Busing certainly wouldn’t help poor children do better in school. Wake County’s longstanding experiment in busing failed to close the achievement gap between poor and affluent children. Johnston would fare no better.
Dr. Croom is right too that quality teachers matter, though we’re not certain the standard measures of quality – advanced degrees, full licensure – are the right ones. Put another way, the faculty at SSS is largely reflective of the county school system as a whole, and yet test scores at SSS continue to lag. In 2012-2013, the most recent year for which we could find numbers, 88 percent of SSS teachers were fully licensed, compared to 92 percent for all Johnston high schools. And 29 percent of SSS teachers had advanced degrees, compared to 27 percent for all high schools here. Not much difference there.
We’re less certain than Dr. Croom that per-pupil spending plays a significant role in student performance; at least the numbers don’t support that assumption. For at least six years, Dr. Croom says, Johnston schools have been spending more per pupil on Smithfield and Selma students than the county average. So let’s go back six schools years and see what that extra spending has produced.
Never miss a local story.
It’s true that test scores at SSS have been trending up, or at least they were until the state introduced new, harder end-of-course tests. In 2008-09, just 63.8 percent of English I students at SSS scored at or above proficient in the subject at year’s end. By 2011-12, that figure had climbed to 76.8 percent, before falling to 33.4 with a new test in 2012-13.
But if the extra spending was a factor in rising test scores, it did not close the achievement gap between SSS students and their peers in other Johnston high schools. That’s what Smithfield and Selma parents are demanding, and that’s what they have every right to expect.
In 2008-09, on the English 1 exam, the achievement gap between SSS students and their Johnston peers was about 17 percentage points. Four years later, in 2012-13, it was roughly 18 percentage points. In algebra I, the achievement gap was about 22 points in 2008-09; it was roughly 23 points in 2011-12 before ballooning to 33 points in 2012-13.
In other words, while Smithfield-Selma students are improving in the classroom, so are their peers, meaning SSS students remain at a competitive disadvantage, both for jobs and college admission.

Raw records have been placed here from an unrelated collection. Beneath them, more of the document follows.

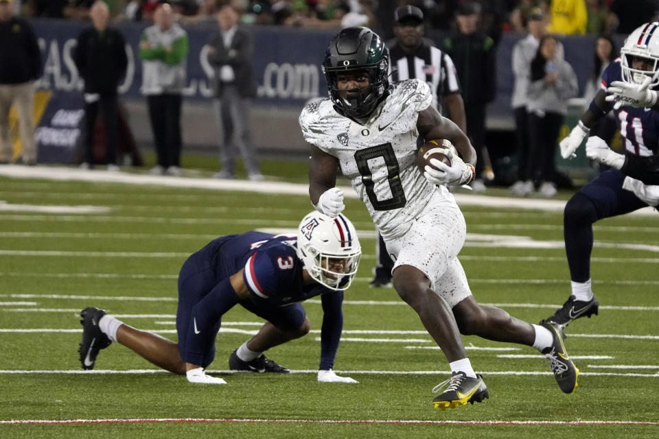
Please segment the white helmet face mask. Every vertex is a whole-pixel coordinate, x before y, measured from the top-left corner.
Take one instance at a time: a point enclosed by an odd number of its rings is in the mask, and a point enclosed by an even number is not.
[[[647,23],[636,28],[625,40],[620,50],[623,80],[640,84],[646,77],[652,78],[650,87],[659,85],[659,23]],[[647,60],[652,64],[649,71],[632,68],[634,58]]]
[[[311,277],[328,288],[350,286],[361,254],[355,226],[343,215],[330,218],[314,211],[297,228],[298,257]]]

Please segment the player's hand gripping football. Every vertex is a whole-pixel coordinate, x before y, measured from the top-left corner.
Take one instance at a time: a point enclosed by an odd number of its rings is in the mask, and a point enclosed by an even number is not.
[[[332,369],[329,370],[319,370],[318,371],[318,382],[319,383],[358,383],[356,379],[349,378],[348,377],[339,377],[334,371]]]
[[[575,151],[577,150],[577,148],[581,144],[581,142],[583,141],[590,132],[590,128],[586,128],[583,122],[579,121],[579,123],[572,129],[570,134],[559,143],[559,146],[561,147],[561,156],[563,158],[574,158],[576,157],[577,154],[575,154]]]
[[[426,165],[424,172],[426,180],[434,185],[452,186],[466,185],[474,179],[473,166],[465,163],[450,150],[448,150],[444,155],[451,161],[450,166],[437,158],[431,158],[432,166]]]
[[[616,169],[622,169],[625,164],[625,156],[612,150],[606,142],[597,136],[588,137],[588,141],[586,143],[586,155],[588,158]]]
[[[609,102],[615,102],[613,108],[617,110],[622,106],[634,108],[651,107],[657,103],[659,92],[649,90],[652,78],[645,78],[640,84],[629,84],[623,81],[614,81],[606,88],[605,99]]]
[[[316,206],[316,211],[331,218],[338,216],[345,209],[343,191],[338,187],[333,187],[323,192],[318,199],[318,205]]]

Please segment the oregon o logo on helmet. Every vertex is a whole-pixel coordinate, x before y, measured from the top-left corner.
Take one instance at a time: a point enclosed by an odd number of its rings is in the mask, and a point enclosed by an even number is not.
[[[319,96],[320,75],[313,64],[268,62],[258,95],[278,99],[310,99]]]

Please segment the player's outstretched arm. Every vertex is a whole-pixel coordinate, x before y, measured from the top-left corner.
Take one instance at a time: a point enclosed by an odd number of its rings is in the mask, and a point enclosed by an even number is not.
[[[623,81],[614,81],[606,88],[606,101],[613,103],[617,110],[623,106],[634,108],[656,108],[659,100],[659,91],[650,88],[652,78],[645,78],[641,84],[629,84]]]
[[[476,150],[469,138],[450,119],[442,117],[432,105],[419,112],[417,129],[426,141],[438,139],[450,141],[465,163],[476,164]]]
[[[321,213],[336,217],[345,209],[343,192],[335,188],[338,159],[315,145],[311,145],[309,163],[309,196]]]
[[[590,102],[588,109],[581,115],[579,123],[572,129],[569,135],[559,143],[563,158],[573,158],[577,156],[575,152],[583,142],[583,139],[588,137],[590,127],[606,115],[612,106],[612,104],[606,101],[605,91],[600,90],[597,92]]]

We’re not completely dismissive of the notion that money matters; the fact that affluent children perform better in the classroom than poor children suggests that it does. So maybe Dr. Croom and the school board need to rethink how they spend that extra money, which, at SSS, is hundreds of dollars per student per year.
Communities rightly worried
As for Dr. Croom’s critics, namely the Concerned Citizens for Successful Schools, their pro-busing stance suggests they care more about the appearance of school performance than actual student performance. We think that’s misguided, but we get where they’re coming from.

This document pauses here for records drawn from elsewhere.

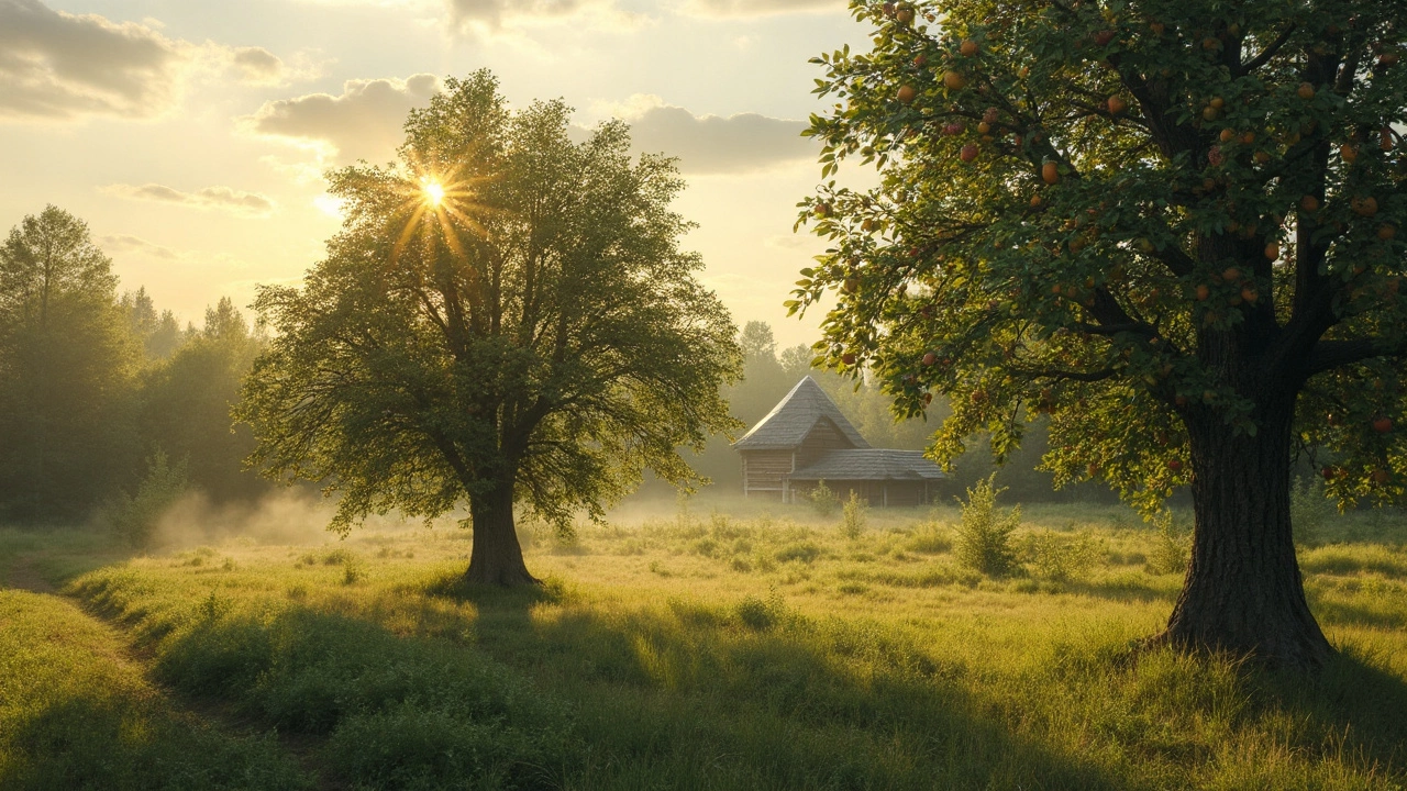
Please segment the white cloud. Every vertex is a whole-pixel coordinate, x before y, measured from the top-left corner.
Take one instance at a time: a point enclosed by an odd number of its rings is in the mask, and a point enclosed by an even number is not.
[[[170,248],[158,245],[156,242],[148,242],[141,236],[132,236],[129,234],[103,236],[97,241],[97,243],[104,251],[114,253],[139,253],[165,260],[176,260],[180,258],[180,253]]]
[[[757,113],[695,115],[644,94],[595,110],[626,120],[637,151],[678,156],[685,173],[747,173],[816,156],[812,142],[801,137],[802,121]]]
[[[245,129],[314,148],[339,162],[384,162],[402,142],[405,117],[439,91],[439,77],[349,80],[340,96],[311,93],[270,101],[241,118]]]
[[[844,0],[687,0],[685,14],[695,17],[767,17],[794,13],[844,14]]]
[[[165,184],[108,184],[103,187],[103,191],[128,200],[170,203],[194,208],[218,208],[252,217],[267,217],[274,210],[274,203],[269,197],[231,187],[205,187],[194,193],[184,193]]]
[[[0,0],[0,118],[151,118],[179,100],[189,59],[149,25]]]

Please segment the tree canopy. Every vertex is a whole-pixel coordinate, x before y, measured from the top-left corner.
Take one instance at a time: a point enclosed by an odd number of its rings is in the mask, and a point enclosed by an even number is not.
[[[803,203],[833,246],[791,307],[839,294],[825,360],[871,367],[903,414],[947,396],[941,460],[983,431],[1010,452],[1047,412],[1058,480],[1148,510],[1190,484],[1168,638],[1318,662],[1290,456],[1327,455],[1342,502],[1407,484],[1407,7],[851,10],[874,49],[817,59],[837,104],[810,134],[823,176],[858,159],[882,182]]]
[[[335,526],[469,504],[470,578],[530,580],[514,502],[567,525],[729,428],[736,329],[680,251],[673,160],[612,121],[511,110],[487,72],[412,111],[397,163],[331,175],[342,231],[301,289],[265,287],[276,331],[242,417],[270,474],[340,494]]]

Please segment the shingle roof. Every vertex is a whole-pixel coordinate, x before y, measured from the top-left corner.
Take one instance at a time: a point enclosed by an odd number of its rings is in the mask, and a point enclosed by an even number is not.
[[[832,450],[788,477],[791,480],[938,480],[943,477],[943,470],[924,459],[919,450],[857,448]]]
[[[796,448],[806,439],[816,421],[829,418],[840,434],[855,448],[870,448],[864,436],[850,425],[840,407],[826,396],[816,380],[806,377],[792,387],[767,417],[757,421],[751,431],[733,443],[739,450],[782,450]]]

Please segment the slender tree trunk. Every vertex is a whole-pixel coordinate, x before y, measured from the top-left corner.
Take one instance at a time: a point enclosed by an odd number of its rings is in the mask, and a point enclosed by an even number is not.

The populations of Smithfield and Selma have stagnated, and the repercussions of that are many and certainly bad.
When a town grows, it has more people to share in the costs of government services. What if, for example, a town needs to replace an aging fire truck? That burden is easier to bear in a town of 20,000 people than in a town of 10,000 or 5,000. The same holds true for replacing aging water and sewer lines, for fixing potholes, for doing many things that government does.
It’s true too, according to various studies, that property values climb when population does. So people in Smithfield and Selma are right to worry that the towns’ stagnant populations are hurting their investments in their homes.
It’s also true that stagnant populations discourage business investment. Who wants to build a subdivision or locate an industry in a community that’s not growing?
No doubt, poorly performing schools have helped contribute to the stagnant populations in Smithfield and Selma. But so too have town decisions that made Smithfield and Selma expensive communities in which to live. We said this recently, but it bears repeating: Affluent people can afford to leave a high-cost town; poor people can’t.
And yet we haven’t seen the Concerned Citizens for Successful Schools lobbying for local government reform. The group should, because Smithfield and Selma would benefit from lower taxes, fees and utility costs and, we suspect, from fewer regulations on businesses.
Time to ask questions
We fully support anyone whose goal is to improve the quality of Smithfield and Selma schools. But the Concerned Citizens for Successful Schools need to ask themselves if that’s really their goal, and school leaders need to ask themselves if it’s time to rethink their standard responses to school improvement.